The final output I want is:
[1,2],[2,3],[3,4],[4,5],[5,6],[6,7],[7,8],[8,1]
I tried using this way:
for first,second in zip(L, L[1:]):
print([first,second])
But I am getting only this result:
[1,2],[2,3],[3,4],[4,5],[5,6],[6,7],[7,8]
How do I make a pair of last element with first? I have heard about the negative indexing property of a list.
You can simply extend the second list in zip() with a list with only the first item, something like:
for first, second in zip(L, L[1:] + L[0:1]): # or simply zip(L, L[1:] + L[:1])
print([first, second])
You can use cycle to cycle the lists (in combination with islice to skip the first element):
from itertools import cycle, islice
L = [1,2,3,4,5,6,7,8]
rest_L_cycled = islice(cycle(L), 1, None)
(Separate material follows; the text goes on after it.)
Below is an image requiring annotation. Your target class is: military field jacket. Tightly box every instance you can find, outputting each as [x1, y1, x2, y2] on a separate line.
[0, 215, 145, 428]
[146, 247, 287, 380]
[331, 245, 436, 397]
items = zip(L, rest_L_cycled)
print(list(items))
This is easily extensible. Note that it relies on the fact that zip halts on the shorter list (the second argument is an infinite cycle). It also does everything lazily and does not create any intermediate list (well, except for the printed list) :-)
You can just append the front element(s) to the back.
for first,second in zip(L, L[1:] + L[:1]):
print([first,second])
You can also iterate through the indexes of L, and for the index of the second item of the output tuples, simply use the remainder of the length of L:
[(L[i], L[(i + 1) % len(L)]) for i in range(len(L))]
You can simply concatenate the list resulting from zip(L, L[1:]) with the pair formed by the last element L[-1] and first one L[0] and iterate over the result
for first,second in zip(L, L[1:]) + [(L[-1],L[0])]:
print ([first,second])
It gives the desired outcome.
It's not a one-liner, but:
>>> L = [1,2,3,4,5,6,7,8]
>>> z = list(zip(L[:-1], L[1:]))
>>> z.append((L[-1], L[0]))
>>> z
[(1, 2), (2, 3), (3, 4), (4, 5), (5, 6), (6, 7), (7, 8), (8, 1)]
for i in range(len(L)):
first = L[i]
second = L[(i+1) % len(L)]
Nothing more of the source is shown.